The PN solutions must be mixed in a specific order. Lipid emulsions and dextrose must not be added directly to each other, as the low pH of the dextrose solution may result in instability of the fat emulsion. Therefore, always mix in the following sequence: dextrose, then amino acids, then electrolyte and mineral solutions, and finally lipids.

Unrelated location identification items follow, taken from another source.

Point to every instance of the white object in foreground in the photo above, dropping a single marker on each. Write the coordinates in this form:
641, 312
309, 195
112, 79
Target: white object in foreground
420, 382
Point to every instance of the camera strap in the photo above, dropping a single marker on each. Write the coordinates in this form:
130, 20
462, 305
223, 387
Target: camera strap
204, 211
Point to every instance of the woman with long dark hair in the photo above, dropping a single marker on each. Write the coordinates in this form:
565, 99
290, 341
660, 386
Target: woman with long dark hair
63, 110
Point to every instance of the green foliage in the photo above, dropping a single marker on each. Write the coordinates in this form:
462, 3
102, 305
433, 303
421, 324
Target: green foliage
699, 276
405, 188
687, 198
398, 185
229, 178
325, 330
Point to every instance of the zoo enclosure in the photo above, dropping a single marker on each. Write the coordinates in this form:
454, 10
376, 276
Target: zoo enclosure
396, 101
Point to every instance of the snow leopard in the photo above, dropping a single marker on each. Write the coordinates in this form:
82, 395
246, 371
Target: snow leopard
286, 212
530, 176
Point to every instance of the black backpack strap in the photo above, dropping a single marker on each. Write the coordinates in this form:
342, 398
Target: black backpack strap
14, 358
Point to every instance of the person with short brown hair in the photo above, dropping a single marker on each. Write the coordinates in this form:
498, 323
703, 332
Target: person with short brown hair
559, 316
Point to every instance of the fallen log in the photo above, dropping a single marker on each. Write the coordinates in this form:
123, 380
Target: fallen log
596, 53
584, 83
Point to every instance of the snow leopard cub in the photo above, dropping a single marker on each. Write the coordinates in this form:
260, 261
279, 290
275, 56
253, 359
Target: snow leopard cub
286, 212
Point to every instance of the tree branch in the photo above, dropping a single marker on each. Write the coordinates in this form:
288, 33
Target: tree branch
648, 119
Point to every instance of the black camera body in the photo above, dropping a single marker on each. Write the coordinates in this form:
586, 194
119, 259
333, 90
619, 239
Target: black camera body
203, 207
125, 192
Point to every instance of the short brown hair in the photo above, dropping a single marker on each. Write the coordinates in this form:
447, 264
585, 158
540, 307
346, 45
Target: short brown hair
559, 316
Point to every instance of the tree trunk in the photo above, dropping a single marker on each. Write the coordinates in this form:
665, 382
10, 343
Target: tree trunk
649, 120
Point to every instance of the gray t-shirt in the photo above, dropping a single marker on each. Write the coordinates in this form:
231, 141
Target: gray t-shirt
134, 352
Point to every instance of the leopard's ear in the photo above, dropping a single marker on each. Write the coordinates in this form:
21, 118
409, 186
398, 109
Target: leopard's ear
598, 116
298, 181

After determining the patient's caloric requirement, one needs to calculate percent protein for the solution. In dogs, one provides 15 to 25% of the caloric requirement as protein, whereas cats are provided with 25 to 35% of their caloric requirement as protein. The remainder of the calories is provided as "nonprotein calories" and the dextrose and lipid contributions are usually split evenly (50:50) in dogs, whereas cats generally receive 40% of the nonprotein calories as dextrose and 60% as lipid. The PN solution is given as a constant rate infusion, which can be determined by adding the total amount of each component in ml and dividing by 24.
7. Evaluate Responses and Modify as Needed
Close observation of the patient's body weight changes, ongoing losses (diarrhea, vomiting, exudative wounds) and physical examination findings (decreased subcutaneous fat stores, muscle wasting, presence of edema or ascites) will help determine whether to increase or decrease the patient's caloric intake. Weight changes often reflect fluid dynamics in the early period following injury.